David Paul Brown appealed his Class D felony theft conviction for his removal of a slot machine from the locked barn of Chad Miller. Brown and his family rented the Millers’ property, which included an old bar and a new pole barn to which the Brown family did not have permission to access. When Miller came back into town to mow the lawn, he believed Brown may have gone into the pole barn and began photographing items in the barn. Later, he discovered an antique slot machine of his wife’s missing.

Miller went to Brown’s wife’s antique store and found the slot machine there. He called the sheriff’s department, which led to Brown’s arrest and conviction.

In David Paul Brown v. State of Indiana, 32A01-1405-CR-194, Brown argued his trial attorney was ineffective for failing to object to a portion of his videotaped interview with a detective as hearsay and for not tendering a jury instruction on criminal conversion as a lesser-included offense of theft.

In the portion of the video Brown contests, the detective kept saying that Brown could not take an old rusty tractor sitting out back. Brown claimed that his attorney should have requested a limiting instruction because the detective’s statements are inadmissible hearsay. The COA agreed but found that even without the admonishment given to the jury, the admission of the detective’s statements can be harmless in light of other evidence.
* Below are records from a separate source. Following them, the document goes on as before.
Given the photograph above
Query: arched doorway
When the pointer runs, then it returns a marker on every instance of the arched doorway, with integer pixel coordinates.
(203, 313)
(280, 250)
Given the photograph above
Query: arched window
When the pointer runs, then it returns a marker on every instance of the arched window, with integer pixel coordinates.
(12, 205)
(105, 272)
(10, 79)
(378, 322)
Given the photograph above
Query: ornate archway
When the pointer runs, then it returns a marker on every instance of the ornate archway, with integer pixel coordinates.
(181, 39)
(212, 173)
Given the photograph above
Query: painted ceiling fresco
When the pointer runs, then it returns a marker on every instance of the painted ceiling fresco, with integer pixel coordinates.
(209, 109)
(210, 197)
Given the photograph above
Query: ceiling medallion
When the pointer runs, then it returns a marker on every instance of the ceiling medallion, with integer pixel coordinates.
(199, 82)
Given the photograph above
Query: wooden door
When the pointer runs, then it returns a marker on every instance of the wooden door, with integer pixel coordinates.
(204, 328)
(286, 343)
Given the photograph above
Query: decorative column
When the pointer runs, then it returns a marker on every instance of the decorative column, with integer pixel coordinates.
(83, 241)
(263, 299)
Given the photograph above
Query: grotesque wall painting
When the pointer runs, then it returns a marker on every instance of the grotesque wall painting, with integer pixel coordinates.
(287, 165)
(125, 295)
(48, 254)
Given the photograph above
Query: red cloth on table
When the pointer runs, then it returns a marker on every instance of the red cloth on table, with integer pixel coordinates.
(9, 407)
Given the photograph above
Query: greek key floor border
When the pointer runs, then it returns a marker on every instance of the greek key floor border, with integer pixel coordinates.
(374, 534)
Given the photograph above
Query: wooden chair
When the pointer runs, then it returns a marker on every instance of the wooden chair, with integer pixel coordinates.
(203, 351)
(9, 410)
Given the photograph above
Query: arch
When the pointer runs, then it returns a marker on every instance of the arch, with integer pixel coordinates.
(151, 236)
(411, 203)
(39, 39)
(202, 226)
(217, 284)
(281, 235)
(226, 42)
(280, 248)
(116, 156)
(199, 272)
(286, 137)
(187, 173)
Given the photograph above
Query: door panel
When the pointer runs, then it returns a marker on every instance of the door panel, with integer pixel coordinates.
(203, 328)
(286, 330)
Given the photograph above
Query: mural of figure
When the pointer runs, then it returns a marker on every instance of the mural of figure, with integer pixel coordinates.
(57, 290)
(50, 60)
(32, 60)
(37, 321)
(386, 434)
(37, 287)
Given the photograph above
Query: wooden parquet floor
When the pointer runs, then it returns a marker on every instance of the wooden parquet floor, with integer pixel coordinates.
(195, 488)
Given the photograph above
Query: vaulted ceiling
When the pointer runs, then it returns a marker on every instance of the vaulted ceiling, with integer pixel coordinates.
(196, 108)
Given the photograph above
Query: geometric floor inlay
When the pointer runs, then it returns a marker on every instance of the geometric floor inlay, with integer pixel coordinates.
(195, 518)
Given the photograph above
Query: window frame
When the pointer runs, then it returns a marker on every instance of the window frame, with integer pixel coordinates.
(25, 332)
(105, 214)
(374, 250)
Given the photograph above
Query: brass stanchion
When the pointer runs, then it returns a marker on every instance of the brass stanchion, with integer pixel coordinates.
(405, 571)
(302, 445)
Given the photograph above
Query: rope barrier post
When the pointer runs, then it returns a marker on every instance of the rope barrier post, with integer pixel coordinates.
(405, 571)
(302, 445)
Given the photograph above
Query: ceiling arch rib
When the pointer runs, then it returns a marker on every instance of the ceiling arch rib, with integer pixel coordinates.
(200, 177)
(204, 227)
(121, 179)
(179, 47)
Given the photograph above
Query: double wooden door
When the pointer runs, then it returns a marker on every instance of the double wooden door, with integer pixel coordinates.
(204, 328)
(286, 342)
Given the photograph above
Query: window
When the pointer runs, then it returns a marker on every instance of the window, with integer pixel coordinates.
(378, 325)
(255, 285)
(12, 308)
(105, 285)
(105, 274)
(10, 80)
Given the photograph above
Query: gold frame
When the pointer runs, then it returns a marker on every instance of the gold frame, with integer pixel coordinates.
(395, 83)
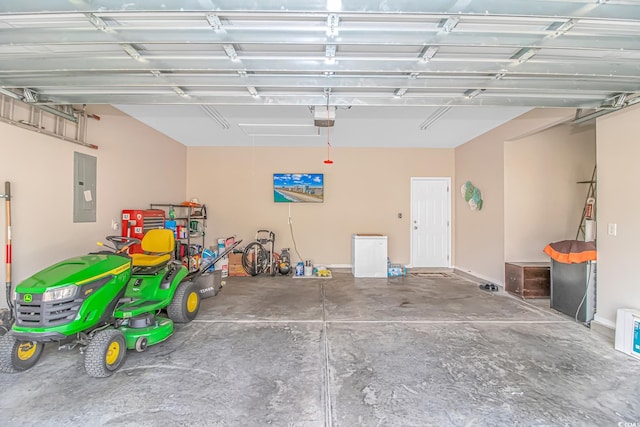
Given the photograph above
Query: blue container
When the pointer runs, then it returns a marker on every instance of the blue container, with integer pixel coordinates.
(300, 269)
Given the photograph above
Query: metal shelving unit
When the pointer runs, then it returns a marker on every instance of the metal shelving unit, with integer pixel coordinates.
(194, 220)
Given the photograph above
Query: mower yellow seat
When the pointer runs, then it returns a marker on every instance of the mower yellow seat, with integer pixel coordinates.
(158, 245)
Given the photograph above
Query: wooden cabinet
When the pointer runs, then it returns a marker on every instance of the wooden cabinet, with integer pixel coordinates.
(527, 279)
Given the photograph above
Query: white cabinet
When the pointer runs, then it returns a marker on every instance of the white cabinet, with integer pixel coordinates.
(369, 255)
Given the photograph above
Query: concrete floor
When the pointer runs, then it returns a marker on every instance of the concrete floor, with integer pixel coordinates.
(346, 352)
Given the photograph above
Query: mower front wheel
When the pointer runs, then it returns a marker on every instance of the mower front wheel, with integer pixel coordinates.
(105, 353)
(185, 304)
(18, 356)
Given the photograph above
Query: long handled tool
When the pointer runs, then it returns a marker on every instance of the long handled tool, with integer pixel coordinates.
(7, 198)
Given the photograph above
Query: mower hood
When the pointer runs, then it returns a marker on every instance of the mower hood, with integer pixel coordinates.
(75, 271)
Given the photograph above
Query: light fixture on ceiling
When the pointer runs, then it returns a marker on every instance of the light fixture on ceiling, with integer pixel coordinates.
(525, 54)
(97, 22)
(472, 93)
(230, 51)
(428, 52)
(30, 96)
(215, 116)
(252, 90)
(399, 93)
(328, 160)
(214, 21)
(560, 28)
(46, 108)
(615, 102)
(330, 53)
(450, 24)
(180, 92)
(435, 116)
(333, 20)
(131, 51)
(334, 5)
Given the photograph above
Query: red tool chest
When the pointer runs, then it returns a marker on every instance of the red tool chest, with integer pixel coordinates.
(136, 222)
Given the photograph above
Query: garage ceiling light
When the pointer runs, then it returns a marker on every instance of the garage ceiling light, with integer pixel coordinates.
(472, 93)
(97, 22)
(230, 51)
(252, 90)
(428, 52)
(330, 53)
(434, 117)
(180, 92)
(131, 51)
(450, 24)
(525, 54)
(562, 27)
(214, 21)
(333, 20)
(215, 116)
(400, 92)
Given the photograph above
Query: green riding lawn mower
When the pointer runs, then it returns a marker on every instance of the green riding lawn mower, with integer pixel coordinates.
(103, 303)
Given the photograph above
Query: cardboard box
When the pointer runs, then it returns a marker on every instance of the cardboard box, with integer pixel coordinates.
(235, 266)
(209, 284)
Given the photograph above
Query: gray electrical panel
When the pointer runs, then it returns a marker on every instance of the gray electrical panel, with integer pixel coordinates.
(84, 187)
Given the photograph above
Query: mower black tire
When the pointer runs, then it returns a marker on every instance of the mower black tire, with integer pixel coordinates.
(18, 356)
(185, 304)
(105, 353)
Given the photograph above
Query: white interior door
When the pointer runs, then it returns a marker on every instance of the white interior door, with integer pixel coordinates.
(430, 222)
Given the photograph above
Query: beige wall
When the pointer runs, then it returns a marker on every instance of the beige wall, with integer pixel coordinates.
(365, 189)
(479, 237)
(543, 202)
(618, 203)
(135, 165)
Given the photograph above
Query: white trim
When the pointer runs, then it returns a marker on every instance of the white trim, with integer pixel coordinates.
(433, 178)
(349, 266)
(604, 322)
(480, 277)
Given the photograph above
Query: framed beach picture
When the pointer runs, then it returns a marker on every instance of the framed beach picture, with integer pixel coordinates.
(298, 187)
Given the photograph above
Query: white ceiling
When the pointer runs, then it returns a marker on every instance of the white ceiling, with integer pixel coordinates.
(292, 126)
(439, 71)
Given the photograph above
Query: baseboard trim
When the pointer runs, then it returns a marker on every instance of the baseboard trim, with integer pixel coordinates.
(603, 327)
(475, 277)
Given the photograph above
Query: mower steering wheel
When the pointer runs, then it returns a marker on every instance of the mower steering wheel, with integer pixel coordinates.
(122, 243)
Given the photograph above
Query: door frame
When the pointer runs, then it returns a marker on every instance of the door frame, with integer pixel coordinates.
(447, 179)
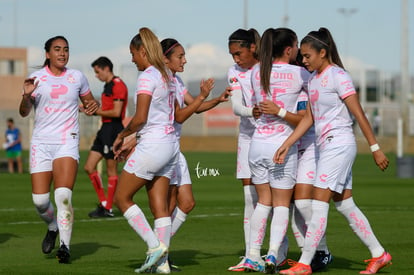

Miller testified that he did not give Brown permission to enter the pole bar and that he found the slot machine at Miller’s wife’s store.

Regarding the decision to not tender a jury instruction on Class A misdemeanor criminal conversion, the COA noted that Brown’s attorney employed an all-or-nothing strategy, asking the jury to find the evidence didn’t support finding that Brown intended to deprive Miller of the value or use of the slot machine because he intended to return it.

“If defense counsel had requested an instruction on criminal conversion, Brown would have been entitled to the instruction. This would have all but guaranteed a conviction. But defense counsel chose a strategy that, if it had been successful, would have left Brown with no criminal conviction. Given the facts of this case, the strategy, although risky, was not unreasonable,” Chief Judge Nancy Vaidik wrote.